Todos comiam em silêncio. Eva começava a se sentir mal com aquilo e de repente começou a falar chorosa.

— Eu perdi minha filha. Por minha culpa, todos me odeiam. – Eva mal conseguia falar a frase.

— Eva, se acalme. Seja lá o que aconteceu, somos teus amigos. – Pedro afagou as costas dela confortando-a.

— Eu preciso falar.

— Fala logo, mulher. Se isso te faz sentir melhor, solta tudo… – Jeferson sorriu tentando amenizar a situação com seu jeito brincalhão.

— Cala a boca! É assunto sério, e você de piadinha. – Jessica deu um soco no braço de Jeferson.

— Ai, mulher, está forte, hein?! Vou denunciar você. Tem delegacia de proteção ao homem? – Jeferson perguntava a Pedro.

No fim todos riram, e o clima ficou ameno. Eva inspirou fundo e contou tudo que passou nos últimos anos com o casamento e as idas e vindas de internações, além dos incidentes que fizeram perder a guarda da filha. No final, todos olhavam para ela. Por um momento Eva temeu que eles se afastassem.

— Eu sou uma maluca e neurótica. Eu vou entender se…

— Neurótica e maluca é a Jessica. Viu o que ela faz comigo? – Jeferson cortou Eva apontando para Jessica.

— Começou de novo? Vou te socar de novo. – Jessica virou para Eva e abraçou-a – Homens deixam a gente assim. Vê só eu. Sempre fui calma e centrada, mas depois que essa tralha entrou na minha vida, vivo querendo matar um. Culpa de quem? – Olhava torto para Jeferson.

— Eiii…?

Pedro estava observando tudo e vez ou outra ficava pensativo. Por fim levantou-se e foi até a cozinha, trazendo de lá mais latas de cerveja e suco.

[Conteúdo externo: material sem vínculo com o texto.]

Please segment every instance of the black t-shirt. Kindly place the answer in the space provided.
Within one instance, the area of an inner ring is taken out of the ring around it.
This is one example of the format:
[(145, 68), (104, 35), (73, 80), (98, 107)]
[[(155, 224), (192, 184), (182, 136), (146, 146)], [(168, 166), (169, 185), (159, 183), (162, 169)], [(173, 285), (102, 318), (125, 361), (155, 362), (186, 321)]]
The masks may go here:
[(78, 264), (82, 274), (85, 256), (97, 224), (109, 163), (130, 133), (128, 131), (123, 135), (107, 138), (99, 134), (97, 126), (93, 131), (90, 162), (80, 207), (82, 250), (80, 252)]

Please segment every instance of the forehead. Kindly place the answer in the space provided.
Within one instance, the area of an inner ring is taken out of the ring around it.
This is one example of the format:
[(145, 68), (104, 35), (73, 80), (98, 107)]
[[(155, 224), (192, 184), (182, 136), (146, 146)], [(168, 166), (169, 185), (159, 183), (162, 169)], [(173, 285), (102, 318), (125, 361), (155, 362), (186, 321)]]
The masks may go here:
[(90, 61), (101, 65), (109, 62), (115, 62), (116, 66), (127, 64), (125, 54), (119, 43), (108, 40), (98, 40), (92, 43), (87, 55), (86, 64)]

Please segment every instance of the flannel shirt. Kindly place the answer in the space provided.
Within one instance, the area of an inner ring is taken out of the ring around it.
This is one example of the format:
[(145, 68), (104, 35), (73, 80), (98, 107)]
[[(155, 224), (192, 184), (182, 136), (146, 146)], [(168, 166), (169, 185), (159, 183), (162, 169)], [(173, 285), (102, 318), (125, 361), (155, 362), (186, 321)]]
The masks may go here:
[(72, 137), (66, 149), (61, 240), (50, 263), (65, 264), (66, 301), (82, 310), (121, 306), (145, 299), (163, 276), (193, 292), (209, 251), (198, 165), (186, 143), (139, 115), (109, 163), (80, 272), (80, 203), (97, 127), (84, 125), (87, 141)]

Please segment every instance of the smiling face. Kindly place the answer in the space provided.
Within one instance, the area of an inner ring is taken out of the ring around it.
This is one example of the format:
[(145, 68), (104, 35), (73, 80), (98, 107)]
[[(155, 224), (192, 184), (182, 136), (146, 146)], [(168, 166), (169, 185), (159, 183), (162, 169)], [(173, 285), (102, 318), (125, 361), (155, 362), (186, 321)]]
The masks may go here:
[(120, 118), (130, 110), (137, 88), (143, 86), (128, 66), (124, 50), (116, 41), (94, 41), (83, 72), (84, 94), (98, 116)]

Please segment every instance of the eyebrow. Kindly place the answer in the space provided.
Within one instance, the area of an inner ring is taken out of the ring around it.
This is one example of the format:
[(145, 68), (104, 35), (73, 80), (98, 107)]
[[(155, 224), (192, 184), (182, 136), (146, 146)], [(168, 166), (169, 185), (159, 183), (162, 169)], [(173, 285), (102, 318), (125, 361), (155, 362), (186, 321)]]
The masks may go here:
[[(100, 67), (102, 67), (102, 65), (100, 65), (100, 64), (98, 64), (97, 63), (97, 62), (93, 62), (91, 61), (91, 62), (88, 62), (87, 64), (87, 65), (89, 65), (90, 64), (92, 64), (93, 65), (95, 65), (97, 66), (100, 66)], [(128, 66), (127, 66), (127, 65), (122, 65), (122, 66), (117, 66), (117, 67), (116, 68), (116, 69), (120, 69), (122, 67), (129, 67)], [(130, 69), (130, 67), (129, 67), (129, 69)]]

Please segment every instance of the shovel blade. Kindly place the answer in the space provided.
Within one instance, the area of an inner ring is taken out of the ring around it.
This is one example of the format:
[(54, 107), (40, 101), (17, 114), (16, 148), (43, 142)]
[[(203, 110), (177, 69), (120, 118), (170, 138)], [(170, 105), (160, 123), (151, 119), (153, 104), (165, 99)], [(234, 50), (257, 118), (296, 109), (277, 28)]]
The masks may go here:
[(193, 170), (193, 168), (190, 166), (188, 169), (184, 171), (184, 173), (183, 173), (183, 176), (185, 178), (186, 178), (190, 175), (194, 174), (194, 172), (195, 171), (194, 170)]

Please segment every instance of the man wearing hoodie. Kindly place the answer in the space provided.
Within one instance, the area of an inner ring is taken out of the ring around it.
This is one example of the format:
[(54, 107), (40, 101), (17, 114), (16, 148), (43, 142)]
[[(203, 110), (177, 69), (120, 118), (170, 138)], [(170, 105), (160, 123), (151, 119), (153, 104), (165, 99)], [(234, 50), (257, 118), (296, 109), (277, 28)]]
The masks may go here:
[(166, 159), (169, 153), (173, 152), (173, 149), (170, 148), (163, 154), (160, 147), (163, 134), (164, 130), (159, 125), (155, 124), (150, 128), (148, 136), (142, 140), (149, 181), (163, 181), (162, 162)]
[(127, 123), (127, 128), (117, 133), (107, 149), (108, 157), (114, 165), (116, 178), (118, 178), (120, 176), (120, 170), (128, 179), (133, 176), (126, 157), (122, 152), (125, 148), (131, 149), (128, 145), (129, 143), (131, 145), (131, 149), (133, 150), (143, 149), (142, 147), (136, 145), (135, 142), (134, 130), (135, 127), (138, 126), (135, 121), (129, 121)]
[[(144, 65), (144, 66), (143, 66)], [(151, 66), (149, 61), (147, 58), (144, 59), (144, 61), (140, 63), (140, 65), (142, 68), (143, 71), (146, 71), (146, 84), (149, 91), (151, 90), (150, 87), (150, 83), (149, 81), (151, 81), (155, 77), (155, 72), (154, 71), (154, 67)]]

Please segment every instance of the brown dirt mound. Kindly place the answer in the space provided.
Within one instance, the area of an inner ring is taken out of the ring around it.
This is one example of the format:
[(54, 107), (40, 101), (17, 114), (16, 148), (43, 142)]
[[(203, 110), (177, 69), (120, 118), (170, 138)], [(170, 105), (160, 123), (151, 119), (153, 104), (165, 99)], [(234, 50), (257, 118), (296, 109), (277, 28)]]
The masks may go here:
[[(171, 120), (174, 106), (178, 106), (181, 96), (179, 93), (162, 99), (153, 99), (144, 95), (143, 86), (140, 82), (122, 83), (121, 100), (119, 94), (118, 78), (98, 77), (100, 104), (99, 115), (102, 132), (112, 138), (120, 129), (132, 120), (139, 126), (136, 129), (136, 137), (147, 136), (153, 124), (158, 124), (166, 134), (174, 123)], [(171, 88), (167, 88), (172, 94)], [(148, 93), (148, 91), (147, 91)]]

— Eva, amiga, acho que tudo que nos contou foi importante. Pelo menos quando acontecer algo como o que rolou na praia, saberemos como agir – disse Jessica. – Obrigada por confiar em nós e por contar algo tão pessoal.

— Parei com as brincadeiras; agora é sério. – Jeferson pigarreou antes de continuar a falar. – Olha, mulher, eu acho que se você está se cuidando é porque quer nova vida, e tenho certeza que as pessoas que te viram a cara hoje vão se arrepender lá na frente de terem feito isso, e tenha fé em que uma hora tudo se resolve e em que vai ter sua filha de volta. – Jeferson sorriu no canto dos lábios, olhando provocativo para Jessica. – Ah, e me passa o contato de seu médico. Vou levar Jessica para uma consul…- Abaixou a cabeça quando viu a almofada voar em sua direção. Saiu rindo pegando a lata de cerveja da mão de Pedro.

— Tudo vai se resolver. Dê tempo ao tempo… – Pedro estendeu um copo de suco de laranja para ela.

— Obrigada – sorriu emocionada para eles. – Obrigada mesmo, estou aliviada por ter contado.

Pedro aproximou e cochichou a ela:

— Passe o fim de semana comigo.

Ela olhou-o surpresa e, mesmo que não devesse, concordou.

****

Eva ainda não estava certa de se deveria ter aceitado passar o fim de semana com Pedro. Mas como dizer não, já que tinha sido prestativo e a apoiava naquele momento delicado? Não havia como e, por fim, concordou em eles irem até seu apartamento buscar algumas peças de roupas para passar o fim de semana com ele.

— Eva, agora que estamos aqui e tudo mais calmo, quero lhe falar algumas coisas. – Pedro colocava a pequena mala de Eva no quarto, voltando e a convidando a sentar no sofá ao seu lado.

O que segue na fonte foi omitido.